Starmer slashed by Ferrari for repeatedly denying Corbyn was his friend | Politics | News

Sir Keir Starmer has repeatedly denied that he ever considered it Jeremy Corbyn like a friend”. The Labor leader, who has tried to distance himself from his predecessor, was mocked during a phone call on LBC to Nick Ferrari over his personal relationship with the Islington North MP.

Sir Keir insisted Mr Corbyn, who currently sits as an Independent MP following a row over anti-Semitism, has never been a “friend”, despite the presenter pointing out he used the term to describe him in 2020.

Mr. Ferrari asked, “Is he a friend? Was he a friend?”

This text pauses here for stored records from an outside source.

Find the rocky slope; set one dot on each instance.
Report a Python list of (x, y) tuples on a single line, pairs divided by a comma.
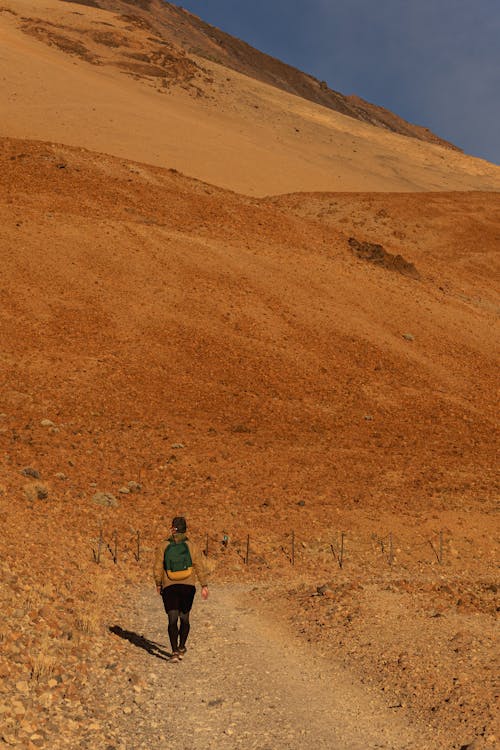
[(170, 347), (196, 37)]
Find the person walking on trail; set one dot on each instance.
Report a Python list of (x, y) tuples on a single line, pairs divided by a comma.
[(177, 565)]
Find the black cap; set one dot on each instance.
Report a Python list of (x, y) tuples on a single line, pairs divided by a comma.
[(179, 524)]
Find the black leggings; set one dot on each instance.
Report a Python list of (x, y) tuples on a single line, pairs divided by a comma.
[(178, 600), (178, 635)]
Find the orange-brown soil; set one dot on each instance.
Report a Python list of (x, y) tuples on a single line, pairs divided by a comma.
[(235, 358)]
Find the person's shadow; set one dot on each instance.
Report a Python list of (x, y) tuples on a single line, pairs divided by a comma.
[(152, 647)]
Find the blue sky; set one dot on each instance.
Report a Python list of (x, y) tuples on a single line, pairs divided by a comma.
[(434, 62)]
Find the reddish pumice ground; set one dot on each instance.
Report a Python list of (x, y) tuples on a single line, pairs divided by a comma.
[(240, 363), (308, 371)]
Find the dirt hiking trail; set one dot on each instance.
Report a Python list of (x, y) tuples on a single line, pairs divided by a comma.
[(242, 685)]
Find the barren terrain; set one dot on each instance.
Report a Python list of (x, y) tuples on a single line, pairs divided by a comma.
[(105, 80), (307, 369)]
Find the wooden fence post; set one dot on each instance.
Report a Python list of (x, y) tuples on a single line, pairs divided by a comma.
[(341, 555)]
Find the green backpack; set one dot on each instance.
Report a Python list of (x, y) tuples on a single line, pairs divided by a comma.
[(177, 561)]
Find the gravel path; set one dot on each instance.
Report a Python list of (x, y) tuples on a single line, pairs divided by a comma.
[(242, 684)]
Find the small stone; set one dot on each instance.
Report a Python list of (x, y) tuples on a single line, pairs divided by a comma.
[(29, 472), (106, 499), (36, 491)]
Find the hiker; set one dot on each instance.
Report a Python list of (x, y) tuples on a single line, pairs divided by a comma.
[(177, 565)]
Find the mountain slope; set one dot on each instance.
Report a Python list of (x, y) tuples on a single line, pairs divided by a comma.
[(89, 77), (199, 38)]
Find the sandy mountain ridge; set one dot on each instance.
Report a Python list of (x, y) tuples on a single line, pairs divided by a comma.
[(122, 82), (316, 361), (179, 26), (239, 360)]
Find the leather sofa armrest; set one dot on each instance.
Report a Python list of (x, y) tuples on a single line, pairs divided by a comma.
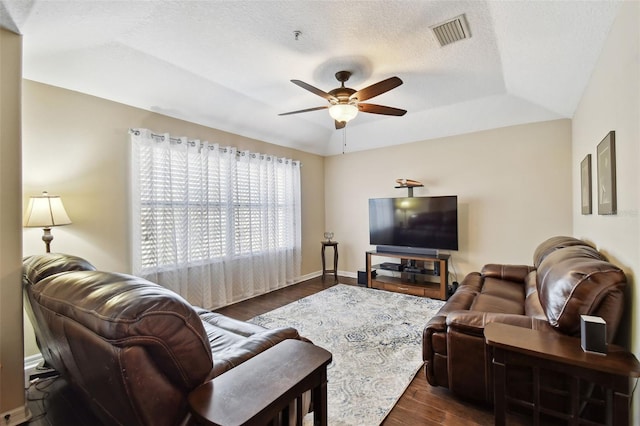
[(516, 273), (246, 349), (256, 391), (473, 323)]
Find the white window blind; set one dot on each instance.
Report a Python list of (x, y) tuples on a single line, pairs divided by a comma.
[(211, 223)]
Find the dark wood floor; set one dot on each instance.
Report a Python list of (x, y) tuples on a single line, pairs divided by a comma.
[(52, 403)]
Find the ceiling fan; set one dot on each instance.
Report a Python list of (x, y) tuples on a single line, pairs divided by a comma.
[(344, 102)]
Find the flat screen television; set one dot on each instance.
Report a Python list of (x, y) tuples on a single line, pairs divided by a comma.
[(414, 224)]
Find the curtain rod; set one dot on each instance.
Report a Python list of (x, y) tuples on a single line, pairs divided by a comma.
[(221, 148)]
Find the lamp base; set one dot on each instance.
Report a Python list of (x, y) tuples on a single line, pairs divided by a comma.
[(47, 238)]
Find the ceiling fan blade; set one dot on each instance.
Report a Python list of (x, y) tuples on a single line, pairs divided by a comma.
[(381, 109), (377, 89), (305, 110), (312, 89)]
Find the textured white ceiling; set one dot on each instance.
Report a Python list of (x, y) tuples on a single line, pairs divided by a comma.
[(227, 64)]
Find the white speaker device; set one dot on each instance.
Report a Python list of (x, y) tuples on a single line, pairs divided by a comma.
[(593, 332)]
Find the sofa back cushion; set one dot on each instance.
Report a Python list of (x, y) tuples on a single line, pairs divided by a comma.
[(38, 267), (552, 244), (574, 281)]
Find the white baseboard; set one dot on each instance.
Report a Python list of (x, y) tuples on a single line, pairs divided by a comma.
[(32, 361), (16, 416)]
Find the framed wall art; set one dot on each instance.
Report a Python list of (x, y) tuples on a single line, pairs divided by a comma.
[(585, 184), (607, 174)]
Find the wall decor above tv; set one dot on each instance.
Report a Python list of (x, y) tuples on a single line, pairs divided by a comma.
[(414, 224)]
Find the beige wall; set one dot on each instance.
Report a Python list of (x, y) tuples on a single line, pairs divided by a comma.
[(612, 102), (12, 401), (77, 146), (513, 186)]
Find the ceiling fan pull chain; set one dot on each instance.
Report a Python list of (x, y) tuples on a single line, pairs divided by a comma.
[(344, 139)]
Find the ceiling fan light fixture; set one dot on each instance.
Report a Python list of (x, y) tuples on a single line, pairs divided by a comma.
[(343, 112)]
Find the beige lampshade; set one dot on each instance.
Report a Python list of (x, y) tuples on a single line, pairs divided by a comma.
[(45, 211)]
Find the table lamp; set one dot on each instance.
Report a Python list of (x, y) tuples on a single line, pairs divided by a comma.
[(45, 211)]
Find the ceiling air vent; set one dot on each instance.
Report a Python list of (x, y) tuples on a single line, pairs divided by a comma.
[(453, 30)]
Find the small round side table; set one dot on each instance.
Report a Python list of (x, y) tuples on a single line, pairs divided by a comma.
[(333, 271)]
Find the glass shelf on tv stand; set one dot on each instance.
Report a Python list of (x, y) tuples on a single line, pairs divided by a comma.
[(421, 281)]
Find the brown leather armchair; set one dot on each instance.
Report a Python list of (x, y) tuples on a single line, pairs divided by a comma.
[(568, 278), (133, 349)]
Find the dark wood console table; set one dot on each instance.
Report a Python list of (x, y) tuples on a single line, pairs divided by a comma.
[(333, 271), (256, 391), (561, 355)]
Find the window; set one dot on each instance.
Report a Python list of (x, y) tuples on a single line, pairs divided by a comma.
[(198, 205)]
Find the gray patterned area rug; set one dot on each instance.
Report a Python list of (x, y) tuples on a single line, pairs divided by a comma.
[(375, 337)]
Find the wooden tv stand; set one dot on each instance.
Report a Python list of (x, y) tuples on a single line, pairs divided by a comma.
[(426, 276)]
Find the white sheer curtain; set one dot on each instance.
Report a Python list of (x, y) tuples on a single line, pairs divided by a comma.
[(211, 223)]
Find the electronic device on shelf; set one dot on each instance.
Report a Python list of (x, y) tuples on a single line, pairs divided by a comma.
[(419, 225), (390, 266)]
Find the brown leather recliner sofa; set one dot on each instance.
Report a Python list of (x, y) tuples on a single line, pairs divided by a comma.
[(568, 278), (133, 349)]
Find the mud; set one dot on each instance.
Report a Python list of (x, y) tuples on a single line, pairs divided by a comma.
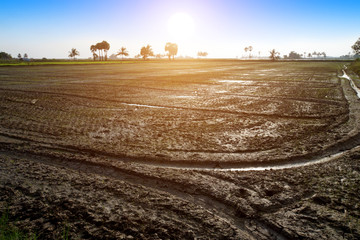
[(86, 149)]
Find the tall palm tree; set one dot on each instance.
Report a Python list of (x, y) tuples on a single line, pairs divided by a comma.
[(105, 46), (93, 49), (73, 53), (250, 49), (146, 52), (172, 48), (274, 55), (123, 52)]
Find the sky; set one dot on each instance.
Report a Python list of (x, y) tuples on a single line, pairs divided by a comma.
[(223, 28)]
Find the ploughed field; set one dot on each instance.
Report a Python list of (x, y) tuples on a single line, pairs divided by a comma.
[(134, 150)]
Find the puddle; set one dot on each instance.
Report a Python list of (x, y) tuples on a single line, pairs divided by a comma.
[(142, 105), (184, 96), (356, 89), (245, 82), (264, 167)]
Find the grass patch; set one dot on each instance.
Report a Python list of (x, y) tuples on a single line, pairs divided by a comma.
[(9, 232), (41, 63), (355, 66)]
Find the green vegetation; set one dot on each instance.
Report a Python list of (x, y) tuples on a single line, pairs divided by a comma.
[(355, 66), (57, 62), (8, 232)]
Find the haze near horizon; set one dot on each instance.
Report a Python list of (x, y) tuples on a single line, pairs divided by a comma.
[(221, 28)]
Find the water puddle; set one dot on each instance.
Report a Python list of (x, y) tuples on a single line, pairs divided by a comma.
[(356, 89), (244, 82), (259, 167)]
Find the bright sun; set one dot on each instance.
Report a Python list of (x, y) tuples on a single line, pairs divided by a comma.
[(181, 26)]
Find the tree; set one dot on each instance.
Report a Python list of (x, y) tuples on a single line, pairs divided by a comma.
[(105, 46), (356, 47), (73, 53), (146, 52), (274, 55), (202, 54), (93, 49), (172, 49), (250, 49), (294, 55), (4, 55), (123, 52), (98, 46)]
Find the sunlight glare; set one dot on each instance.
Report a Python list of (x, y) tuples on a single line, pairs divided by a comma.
[(181, 26)]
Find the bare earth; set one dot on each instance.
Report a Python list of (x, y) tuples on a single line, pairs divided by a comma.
[(145, 150)]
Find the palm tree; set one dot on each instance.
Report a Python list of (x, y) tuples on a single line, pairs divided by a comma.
[(93, 49), (250, 49), (99, 48), (172, 48), (146, 52), (274, 55), (123, 52), (105, 46), (73, 53)]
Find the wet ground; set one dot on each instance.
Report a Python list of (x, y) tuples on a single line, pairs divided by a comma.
[(104, 150)]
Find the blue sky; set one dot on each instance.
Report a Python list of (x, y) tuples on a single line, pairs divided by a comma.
[(223, 28)]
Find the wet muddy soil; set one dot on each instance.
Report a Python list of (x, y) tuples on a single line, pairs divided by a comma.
[(133, 152)]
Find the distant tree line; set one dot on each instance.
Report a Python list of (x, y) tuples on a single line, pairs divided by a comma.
[(102, 48)]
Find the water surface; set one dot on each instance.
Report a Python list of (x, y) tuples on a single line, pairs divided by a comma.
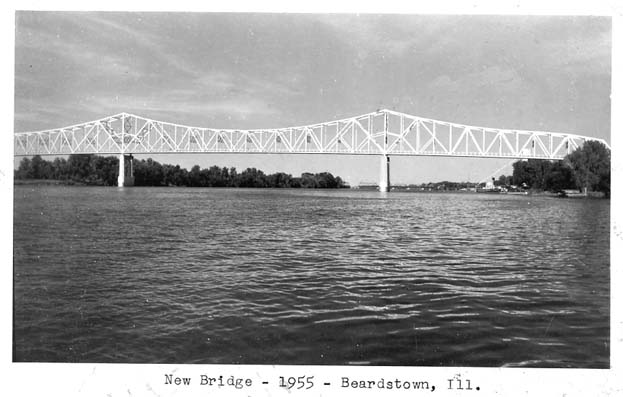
[(254, 276)]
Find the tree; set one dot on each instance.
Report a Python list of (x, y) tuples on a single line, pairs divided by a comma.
[(591, 166), (559, 177)]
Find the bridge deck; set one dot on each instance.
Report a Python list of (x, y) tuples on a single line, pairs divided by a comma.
[(384, 132)]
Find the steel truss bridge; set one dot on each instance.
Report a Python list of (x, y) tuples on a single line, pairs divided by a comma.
[(382, 133)]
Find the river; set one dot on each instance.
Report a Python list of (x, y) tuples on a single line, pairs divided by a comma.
[(260, 276)]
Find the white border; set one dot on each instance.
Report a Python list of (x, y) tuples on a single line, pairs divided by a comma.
[(148, 380)]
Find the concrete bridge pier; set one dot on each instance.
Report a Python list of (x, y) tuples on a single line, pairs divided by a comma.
[(384, 184), (122, 179)]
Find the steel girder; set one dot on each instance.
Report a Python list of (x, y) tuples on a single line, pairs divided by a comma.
[(383, 132)]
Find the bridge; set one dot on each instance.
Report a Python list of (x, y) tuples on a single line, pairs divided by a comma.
[(383, 133)]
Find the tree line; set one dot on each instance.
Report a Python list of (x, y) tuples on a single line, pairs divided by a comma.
[(103, 171), (586, 167)]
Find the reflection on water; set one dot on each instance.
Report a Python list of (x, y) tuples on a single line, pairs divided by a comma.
[(309, 277)]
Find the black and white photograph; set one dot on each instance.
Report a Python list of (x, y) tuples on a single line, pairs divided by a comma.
[(312, 189)]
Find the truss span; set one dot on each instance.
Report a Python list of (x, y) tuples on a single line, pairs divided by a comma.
[(383, 132)]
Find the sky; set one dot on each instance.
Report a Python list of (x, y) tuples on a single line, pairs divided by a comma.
[(242, 70)]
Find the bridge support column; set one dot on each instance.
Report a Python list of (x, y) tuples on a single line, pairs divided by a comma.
[(384, 184), (122, 179)]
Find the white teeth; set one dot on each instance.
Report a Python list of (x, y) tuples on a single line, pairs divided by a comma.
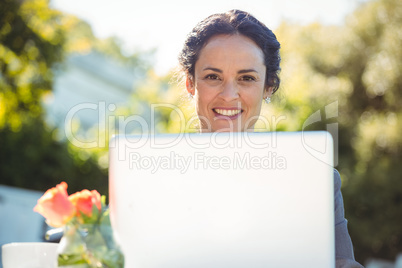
[(227, 112)]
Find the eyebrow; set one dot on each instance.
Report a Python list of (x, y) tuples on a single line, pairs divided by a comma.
[(220, 71)]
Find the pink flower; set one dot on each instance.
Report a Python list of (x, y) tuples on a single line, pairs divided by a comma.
[(55, 206), (85, 200)]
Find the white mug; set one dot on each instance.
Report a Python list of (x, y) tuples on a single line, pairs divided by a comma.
[(29, 255)]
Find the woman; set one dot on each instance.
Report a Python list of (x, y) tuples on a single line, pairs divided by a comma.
[(231, 64)]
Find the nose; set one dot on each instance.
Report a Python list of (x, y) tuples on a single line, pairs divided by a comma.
[(229, 91)]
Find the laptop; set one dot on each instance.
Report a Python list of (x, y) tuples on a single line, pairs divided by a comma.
[(223, 199)]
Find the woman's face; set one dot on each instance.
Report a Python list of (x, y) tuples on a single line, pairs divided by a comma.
[(228, 84)]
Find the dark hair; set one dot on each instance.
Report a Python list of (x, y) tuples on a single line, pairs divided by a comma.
[(233, 22)]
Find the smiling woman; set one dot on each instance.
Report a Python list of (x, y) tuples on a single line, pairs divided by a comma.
[(231, 63)]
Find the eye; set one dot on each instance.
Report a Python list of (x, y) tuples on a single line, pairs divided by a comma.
[(247, 78), (212, 77)]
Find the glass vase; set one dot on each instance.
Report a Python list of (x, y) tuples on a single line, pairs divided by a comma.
[(89, 246)]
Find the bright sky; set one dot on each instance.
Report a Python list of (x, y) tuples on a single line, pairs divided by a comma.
[(164, 24)]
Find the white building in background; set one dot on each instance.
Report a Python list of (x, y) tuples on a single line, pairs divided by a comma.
[(89, 88)]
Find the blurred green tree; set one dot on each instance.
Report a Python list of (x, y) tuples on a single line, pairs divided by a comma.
[(34, 40), (357, 66)]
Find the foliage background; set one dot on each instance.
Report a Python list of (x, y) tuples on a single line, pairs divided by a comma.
[(356, 65)]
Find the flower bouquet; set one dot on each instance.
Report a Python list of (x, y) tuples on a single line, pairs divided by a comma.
[(88, 237)]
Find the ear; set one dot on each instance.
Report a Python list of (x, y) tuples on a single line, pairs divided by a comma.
[(190, 84), (267, 92)]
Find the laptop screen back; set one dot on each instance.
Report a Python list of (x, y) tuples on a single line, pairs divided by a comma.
[(223, 200)]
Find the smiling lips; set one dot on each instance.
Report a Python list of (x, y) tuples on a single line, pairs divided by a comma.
[(227, 112)]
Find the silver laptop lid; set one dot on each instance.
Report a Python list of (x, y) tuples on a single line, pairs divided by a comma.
[(223, 199)]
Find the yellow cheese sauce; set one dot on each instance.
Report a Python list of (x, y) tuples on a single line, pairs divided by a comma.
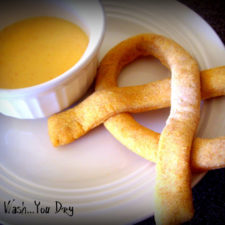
[(38, 49)]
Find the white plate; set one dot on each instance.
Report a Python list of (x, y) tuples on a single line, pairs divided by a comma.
[(100, 178)]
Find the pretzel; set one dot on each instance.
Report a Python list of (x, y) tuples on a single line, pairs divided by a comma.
[(71, 124), (142, 141), (61, 126)]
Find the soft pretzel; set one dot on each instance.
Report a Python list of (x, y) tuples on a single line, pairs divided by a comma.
[(174, 145), (69, 125), (135, 137)]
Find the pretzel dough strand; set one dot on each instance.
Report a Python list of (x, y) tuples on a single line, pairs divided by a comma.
[(69, 125), (173, 178)]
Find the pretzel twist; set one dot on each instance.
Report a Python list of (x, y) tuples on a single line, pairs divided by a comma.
[(171, 150)]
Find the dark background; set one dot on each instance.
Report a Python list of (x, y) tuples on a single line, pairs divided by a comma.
[(209, 193)]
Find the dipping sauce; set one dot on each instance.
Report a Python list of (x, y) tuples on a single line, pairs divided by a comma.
[(38, 49)]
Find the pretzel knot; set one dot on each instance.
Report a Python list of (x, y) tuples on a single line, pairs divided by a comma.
[(170, 150)]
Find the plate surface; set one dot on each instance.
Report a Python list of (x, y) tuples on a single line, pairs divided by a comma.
[(100, 178)]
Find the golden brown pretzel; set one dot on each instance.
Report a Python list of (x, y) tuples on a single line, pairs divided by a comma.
[(135, 137), (173, 192), (66, 122)]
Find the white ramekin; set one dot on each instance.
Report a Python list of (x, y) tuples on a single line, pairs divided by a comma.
[(55, 95)]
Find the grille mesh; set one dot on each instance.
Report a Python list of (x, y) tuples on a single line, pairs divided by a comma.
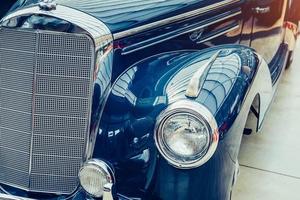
[(42, 143)]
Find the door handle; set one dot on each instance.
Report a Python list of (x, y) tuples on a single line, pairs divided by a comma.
[(260, 10)]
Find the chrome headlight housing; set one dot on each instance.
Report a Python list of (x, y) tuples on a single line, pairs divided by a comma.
[(186, 134), (94, 175)]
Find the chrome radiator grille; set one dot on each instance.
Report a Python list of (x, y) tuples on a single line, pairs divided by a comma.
[(45, 81)]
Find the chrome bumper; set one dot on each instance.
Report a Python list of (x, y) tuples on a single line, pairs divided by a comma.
[(107, 195), (12, 197)]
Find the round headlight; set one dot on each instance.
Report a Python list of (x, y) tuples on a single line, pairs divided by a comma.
[(186, 134), (93, 175)]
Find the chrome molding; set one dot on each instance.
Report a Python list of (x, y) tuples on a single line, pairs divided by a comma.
[(101, 40), (196, 82), (97, 29), (168, 36), (219, 34), (198, 110), (176, 18)]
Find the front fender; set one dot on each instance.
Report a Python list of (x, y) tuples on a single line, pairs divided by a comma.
[(125, 136)]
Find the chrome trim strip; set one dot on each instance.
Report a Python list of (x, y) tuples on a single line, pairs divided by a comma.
[(174, 19), (12, 197), (185, 30), (101, 41), (33, 105), (219, 34), (196, 82), (96, 28)]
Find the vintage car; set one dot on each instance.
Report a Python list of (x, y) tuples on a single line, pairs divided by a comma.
[(135, 99)]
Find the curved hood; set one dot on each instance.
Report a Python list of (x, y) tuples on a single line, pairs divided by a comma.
[(120, 15)]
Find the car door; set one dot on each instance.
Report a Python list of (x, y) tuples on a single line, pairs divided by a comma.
[(268, 32)]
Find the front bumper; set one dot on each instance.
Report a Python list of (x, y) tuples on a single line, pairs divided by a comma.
[(107, 195)]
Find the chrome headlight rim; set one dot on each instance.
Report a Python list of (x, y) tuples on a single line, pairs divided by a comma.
[(100, 165), (195, 109)]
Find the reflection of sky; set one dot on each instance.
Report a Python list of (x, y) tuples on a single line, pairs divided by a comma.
[(118, 15), (120, 88), (218, 84)]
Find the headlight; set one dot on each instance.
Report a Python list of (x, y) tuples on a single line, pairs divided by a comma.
[(186, 134), (94, 175)]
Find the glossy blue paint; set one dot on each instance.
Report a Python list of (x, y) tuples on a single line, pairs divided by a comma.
[(148, 80), (125, 137)]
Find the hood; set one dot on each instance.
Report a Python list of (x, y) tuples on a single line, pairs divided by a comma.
[(120, 15)]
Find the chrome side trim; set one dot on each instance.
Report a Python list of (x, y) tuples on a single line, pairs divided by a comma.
[(219, 34), (168, 36), (197, 80), (176, 18)]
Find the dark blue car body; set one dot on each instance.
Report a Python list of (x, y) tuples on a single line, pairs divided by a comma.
[(154, 42)]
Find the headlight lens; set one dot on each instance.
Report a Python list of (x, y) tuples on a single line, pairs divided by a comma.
[(94, 175), (186, 134)]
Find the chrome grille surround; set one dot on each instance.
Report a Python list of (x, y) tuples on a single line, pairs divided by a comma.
[(53, 113), (44, 102)]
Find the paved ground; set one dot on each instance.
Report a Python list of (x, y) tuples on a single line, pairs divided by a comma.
[(270, 160)]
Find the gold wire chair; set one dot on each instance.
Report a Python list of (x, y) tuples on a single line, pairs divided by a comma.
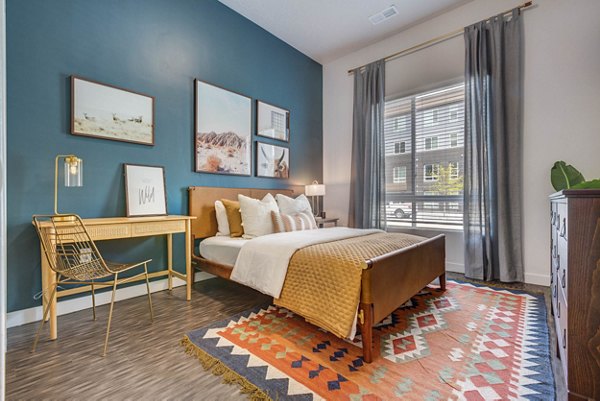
[(73, 256)]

Sir Keir replied, “No, I haven’t spoken to him for two and a half years.”

The LBC presenter said: “In 2020 he was a friend Sir Keir…”

Sir Keir said: “Well I worked with him, let’s go over it. I didn’t vote for him in 2015 when he was leader, I wanted him to step down in 2016, he won again, I didn’t vote.” for him.

“But I did believe that we needed effective opposition and that I shouldn’t just walk off the podium.”

Mr Ferrari stressed that Sir Keir said of Mr Corbyn in 2020: “He’s a colleague, he’s a friend and he’s seen us through some very difficult times in the Labor Party.”

The LBC presenter added: “Now isn’t he a friend?”

Sir Keir said: “Because Nick is very outspoken, tomorrow is my three-year anniversary as leader and the very first thing I said when I became leader was that I would root out anti-Semitism.

“I apologized for what happened and I asked those who were most hurt by what happened in regards to anti-Semitism just to give me space to show what I could do.

“I didn’t think I could ask them for their support, I said give me space to show that I mean what I say.

“I meant what I said, that’s why Jereym Corbyn lost the whip when he reacted as he did to the terrible report about anti-Semitism and why he’s not running for Labor now.”

Mr. Ferrari asked one last time, “But he was never a friend?”

Sir Keir said: “Not in the sense that we went to see each other or anything like that. I worked with him as a colleague, but as I said I haven’t spoken to Jeremy for two and a half years now.”

It comes after Labour’s National Executive Committee (NEC) last week backed a proposal by Sir Keir not to support Mr Corbyn contesting Islington North for the party in the next general election.

The former Labor leader called the move a “shameful attack on party democracy”, with the move threatening to spark another row with MPs on the party’s left.

Mr Corbyn has also hinted that he will position himself as an independent, saying: “I will not be intimidated into silence. I have spent my life fighting for a fairer society on behalf of the people of Islington North, and I am not of plan to stop now.” .”

If he were to run as an independent in the seat he has held since 1983, he could present a distracting challenge to Sir Keir in the next election.

The veteran left-winger remains a Labor member but sits in the House of Commons as an independent after losing the whip in 2020 over his response to the Equality and Human Rights Commission’s damning report on anti-Semitism in the party.